In the main.cpp there are 10000000 elements of int array, when I compile the code above in my machine, it seems that the intrinsic function runs slower than the normal version, most of the time, intrinsic take around97529675 nanoseconds and sometimes even longer, while the normal code only takes around 87568313 nanoseconds, here I thought that my intrinsic function should run faster if the optimization flags is off, but turns out it is indeed somehow a little bit slower.

so my questions are:

  • why is my intrinsic function runs slower? (am I doing something wrong?)
  • how can I correct my intrinsic implementation, what is the proper way?
  • does the compiler auto vectorize/unroll the normal code even when the optimization flag is off
  • what is the fastest way to get the dot product given the specs of my machine?

I hope someone can help, thanks


Solution

  • So with @Peter Cordes, @Qubit and @j6t suggestions, I tweeked the code a little bit, I now only do multiplication inside the loop, then I moved the horizontal addition outside the loop... It managed to increase the performance of the intrinsic version from around 97529675 nanoseconds, to around 56444187 nanoseconds which is significantly faster than my previous implementation, with the same compilation flags and 10000000 elements of int array.

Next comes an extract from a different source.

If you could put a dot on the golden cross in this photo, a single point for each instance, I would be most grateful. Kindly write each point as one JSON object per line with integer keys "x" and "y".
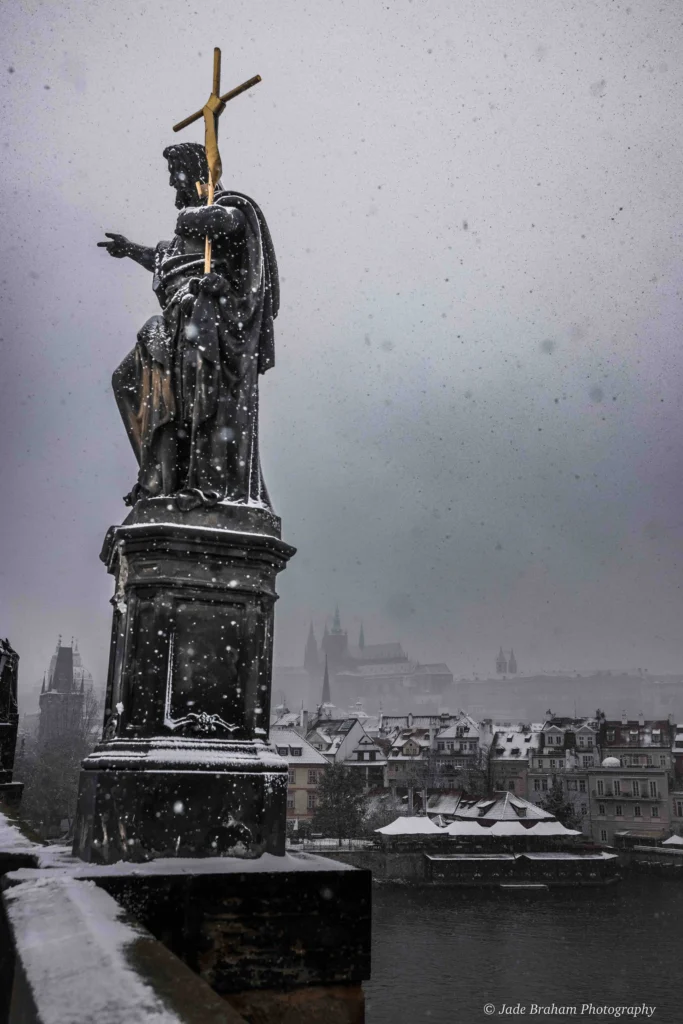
{"x": 211, "y": 111}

    here is the new function from main.hpp

    int _sse_int_dot(int* a, int* b, size_t len){
            
        size_t vec_loop = len/4;
        size_t non_vec = len%4;
        size_t start_non_vec_i = len-non_vec;
    
        int dot_product;
        __m128i vdot_product = _mm_set1_epi32(0);
    
        for(size_t i=0; i<vec_loop; ++i)
        {
            __m128i va = _mm_loadu_si128((__m128i*)(a+(i*4)));
            __m128i vb = _mm_loadu_si128((__m128i*)(b+(i*4)));
            __m128i vc = _mm_mullo_epi32(va,vb);
            vdot_product = _mm_add_epi32(vdot_product,vc);
        }
    
        vdot_product = _mm_hadd_epi32(vdot_product,vdot_product);
        vdot_product = _mm_hadd_epi32(vdot_product,vdot_product);
        dot_product = _mm_cvtsi128_si32(vdot_product);
    
        for(size_t i=start_non_vec_i; i<len; ++i) dot_product += a[i]*b[i];
    
        return dot_product;
    }
    

    If there is more to improve with this code, please point it out, for now I'm just gonna leave it here as the answer.